New Seismic Hazard Maps of the Caucasus region

Tuesday, 16 December 2014
Tea Godoladze1, Zurab Javakhishvili1, Mikheil Elashvili2, Nato Jorjiashvili2 and Giorgi Sokhadze3, (1)Ilia State Univeristy, Tbilisi, Georgia, (2)Ilia State University, Tbilisi, Georgia, (3)Ilia State University, Geodesy, Tbilisi, Georgia
The methodologies for long term probabilistic prognoses in terms of seismic hazard assessment are well developed. Modern seismic hazard assessment is one of the major concepts for sustainable development of the Caucasus region in general. Safety of the civilian population in the region as well as safe implementation of large economic projects must be protected.
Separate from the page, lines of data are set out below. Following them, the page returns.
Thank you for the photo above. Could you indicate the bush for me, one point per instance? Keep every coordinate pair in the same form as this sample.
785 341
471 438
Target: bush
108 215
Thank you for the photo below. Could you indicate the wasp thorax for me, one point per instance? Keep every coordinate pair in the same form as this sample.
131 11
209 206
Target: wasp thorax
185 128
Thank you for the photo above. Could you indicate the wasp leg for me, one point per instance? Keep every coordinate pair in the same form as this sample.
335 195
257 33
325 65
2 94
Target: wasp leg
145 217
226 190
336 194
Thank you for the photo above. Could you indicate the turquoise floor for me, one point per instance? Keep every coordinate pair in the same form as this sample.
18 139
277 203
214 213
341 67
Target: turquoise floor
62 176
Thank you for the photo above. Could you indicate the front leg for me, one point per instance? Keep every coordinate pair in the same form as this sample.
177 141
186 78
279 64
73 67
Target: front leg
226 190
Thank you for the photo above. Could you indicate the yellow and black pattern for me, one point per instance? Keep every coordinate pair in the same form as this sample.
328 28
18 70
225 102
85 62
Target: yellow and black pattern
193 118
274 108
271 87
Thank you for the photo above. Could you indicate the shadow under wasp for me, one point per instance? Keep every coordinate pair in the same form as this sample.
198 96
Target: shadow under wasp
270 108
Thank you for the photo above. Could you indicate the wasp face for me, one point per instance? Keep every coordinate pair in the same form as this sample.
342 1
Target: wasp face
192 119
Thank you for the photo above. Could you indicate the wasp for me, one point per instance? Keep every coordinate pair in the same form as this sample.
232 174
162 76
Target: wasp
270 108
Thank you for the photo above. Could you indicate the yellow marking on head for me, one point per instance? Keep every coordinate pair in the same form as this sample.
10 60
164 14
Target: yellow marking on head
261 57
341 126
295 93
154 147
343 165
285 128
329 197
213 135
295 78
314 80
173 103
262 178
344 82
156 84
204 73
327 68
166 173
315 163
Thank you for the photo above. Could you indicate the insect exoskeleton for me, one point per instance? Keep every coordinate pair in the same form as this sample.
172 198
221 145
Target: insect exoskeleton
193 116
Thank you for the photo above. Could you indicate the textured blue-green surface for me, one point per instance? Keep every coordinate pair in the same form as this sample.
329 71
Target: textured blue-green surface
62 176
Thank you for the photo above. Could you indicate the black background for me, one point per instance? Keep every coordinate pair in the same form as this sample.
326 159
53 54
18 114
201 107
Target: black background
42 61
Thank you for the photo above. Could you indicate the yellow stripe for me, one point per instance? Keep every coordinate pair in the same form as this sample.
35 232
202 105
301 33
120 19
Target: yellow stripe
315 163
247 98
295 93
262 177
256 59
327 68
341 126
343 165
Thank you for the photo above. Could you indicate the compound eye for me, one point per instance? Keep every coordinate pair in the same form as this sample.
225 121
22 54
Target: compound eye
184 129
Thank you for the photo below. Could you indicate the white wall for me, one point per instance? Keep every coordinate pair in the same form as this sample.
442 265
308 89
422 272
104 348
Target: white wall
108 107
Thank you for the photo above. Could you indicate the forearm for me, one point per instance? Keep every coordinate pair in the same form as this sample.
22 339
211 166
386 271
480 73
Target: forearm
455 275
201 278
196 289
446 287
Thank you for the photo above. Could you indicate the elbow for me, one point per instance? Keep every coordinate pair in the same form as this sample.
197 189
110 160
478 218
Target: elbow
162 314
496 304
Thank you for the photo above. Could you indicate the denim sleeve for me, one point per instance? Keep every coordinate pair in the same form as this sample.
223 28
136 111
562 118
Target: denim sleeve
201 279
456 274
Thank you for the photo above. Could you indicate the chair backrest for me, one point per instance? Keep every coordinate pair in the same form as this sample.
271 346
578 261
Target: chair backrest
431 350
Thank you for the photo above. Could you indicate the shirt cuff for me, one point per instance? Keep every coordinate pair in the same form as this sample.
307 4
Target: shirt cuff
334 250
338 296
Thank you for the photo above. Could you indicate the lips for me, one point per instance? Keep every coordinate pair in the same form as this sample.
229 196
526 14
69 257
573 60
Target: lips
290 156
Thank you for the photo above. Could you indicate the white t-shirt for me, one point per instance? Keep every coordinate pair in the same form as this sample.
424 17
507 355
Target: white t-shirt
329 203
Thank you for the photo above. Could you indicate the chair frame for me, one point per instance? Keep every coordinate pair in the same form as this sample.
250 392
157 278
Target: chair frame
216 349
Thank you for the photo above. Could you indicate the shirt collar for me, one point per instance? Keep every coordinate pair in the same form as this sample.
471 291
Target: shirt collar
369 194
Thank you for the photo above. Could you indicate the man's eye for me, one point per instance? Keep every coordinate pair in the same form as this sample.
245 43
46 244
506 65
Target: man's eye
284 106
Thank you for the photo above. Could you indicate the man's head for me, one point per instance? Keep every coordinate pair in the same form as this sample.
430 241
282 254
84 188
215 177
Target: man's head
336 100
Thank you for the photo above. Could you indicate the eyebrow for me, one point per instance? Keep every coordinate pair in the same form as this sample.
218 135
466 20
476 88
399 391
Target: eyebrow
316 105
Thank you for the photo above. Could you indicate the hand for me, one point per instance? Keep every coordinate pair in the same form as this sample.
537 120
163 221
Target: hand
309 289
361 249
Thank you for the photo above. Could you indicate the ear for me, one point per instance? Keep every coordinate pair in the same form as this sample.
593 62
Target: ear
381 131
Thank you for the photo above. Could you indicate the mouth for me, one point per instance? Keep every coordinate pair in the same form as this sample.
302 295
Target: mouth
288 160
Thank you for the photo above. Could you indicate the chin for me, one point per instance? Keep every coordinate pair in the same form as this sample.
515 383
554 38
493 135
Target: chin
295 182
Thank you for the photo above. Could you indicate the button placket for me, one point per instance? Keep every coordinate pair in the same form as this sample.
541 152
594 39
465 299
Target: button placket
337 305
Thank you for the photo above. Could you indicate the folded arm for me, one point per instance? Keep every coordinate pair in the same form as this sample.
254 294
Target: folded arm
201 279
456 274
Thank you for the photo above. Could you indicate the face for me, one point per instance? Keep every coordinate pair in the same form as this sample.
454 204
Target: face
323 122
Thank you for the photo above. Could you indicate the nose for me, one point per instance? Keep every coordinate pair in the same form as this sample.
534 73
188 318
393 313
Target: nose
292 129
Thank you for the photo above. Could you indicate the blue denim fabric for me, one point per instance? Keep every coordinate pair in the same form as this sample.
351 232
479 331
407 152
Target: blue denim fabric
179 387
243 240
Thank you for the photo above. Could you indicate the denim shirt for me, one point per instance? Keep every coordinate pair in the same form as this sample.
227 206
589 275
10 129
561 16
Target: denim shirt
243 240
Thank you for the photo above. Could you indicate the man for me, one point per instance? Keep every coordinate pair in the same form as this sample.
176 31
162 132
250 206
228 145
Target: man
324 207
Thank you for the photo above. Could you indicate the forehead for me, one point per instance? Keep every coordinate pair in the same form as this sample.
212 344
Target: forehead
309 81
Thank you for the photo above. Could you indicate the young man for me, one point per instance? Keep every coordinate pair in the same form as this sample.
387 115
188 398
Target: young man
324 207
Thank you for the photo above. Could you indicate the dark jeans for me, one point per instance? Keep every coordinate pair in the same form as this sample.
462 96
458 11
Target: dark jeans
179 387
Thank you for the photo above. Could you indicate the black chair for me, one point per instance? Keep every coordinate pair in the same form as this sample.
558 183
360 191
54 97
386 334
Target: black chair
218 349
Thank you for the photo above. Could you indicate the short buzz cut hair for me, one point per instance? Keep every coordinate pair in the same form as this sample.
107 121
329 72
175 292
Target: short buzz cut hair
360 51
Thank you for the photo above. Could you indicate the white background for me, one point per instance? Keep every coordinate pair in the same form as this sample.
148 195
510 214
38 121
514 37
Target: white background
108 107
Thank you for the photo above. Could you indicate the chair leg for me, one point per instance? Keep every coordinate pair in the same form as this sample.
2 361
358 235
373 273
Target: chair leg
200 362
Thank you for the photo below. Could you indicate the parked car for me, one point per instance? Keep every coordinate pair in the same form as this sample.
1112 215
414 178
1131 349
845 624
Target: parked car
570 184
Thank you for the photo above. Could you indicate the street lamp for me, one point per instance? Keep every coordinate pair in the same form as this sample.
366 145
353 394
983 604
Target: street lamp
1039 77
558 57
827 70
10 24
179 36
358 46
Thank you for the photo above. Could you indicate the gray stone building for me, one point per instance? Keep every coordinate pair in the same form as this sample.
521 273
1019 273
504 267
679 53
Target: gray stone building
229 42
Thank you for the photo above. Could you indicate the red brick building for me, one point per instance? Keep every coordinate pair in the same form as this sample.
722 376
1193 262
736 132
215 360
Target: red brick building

Prosperity in the Caucasus region, and its successful development, unconditionally depends on international projects aiming to integrate the region into leading economical structure. Earthquake hazard analysis is especially important for economically undeveloped countries, since the recovery period after strong earthquakes is very long.

The main objective of our study was to improve the database for hazard calculations and develop modern and new common hazard maps for the region. The primary tasks to obtain our objective were defined as follows:

1. Improvement of the shared regional database, with quality control, to include seismological, geological, geophysical, geodetic, geotechnical and other information, as well as data on critical infrastructure.

2. Seismic hazard assessment based upon the newly improved database and using new methodologies and CRISIS software.

3. Tectonic studies of the region. The improved database facilitated tectonic studies, including the development of physical/mathematical models for regional seismotectonic processes. These models were incorporated active tectonic structures throughout the area, including transborder regions.

The National Building codes of Georgia are based on the seismic hazard map developed in 1999. Presented study participants were the key researchers in compiling the 1999 hazard map. Map has been slightly updated in 2006 and adopted in 2009. Based on the world experience national seismic hazard map should be updated periodically (approximately once in every 5 years.). We believe that the results of this study, namely the new probabilistic seismic hazard maps, which were compiled using modern approaches and the updated data, is very important for the development of the country and its growing construction industry.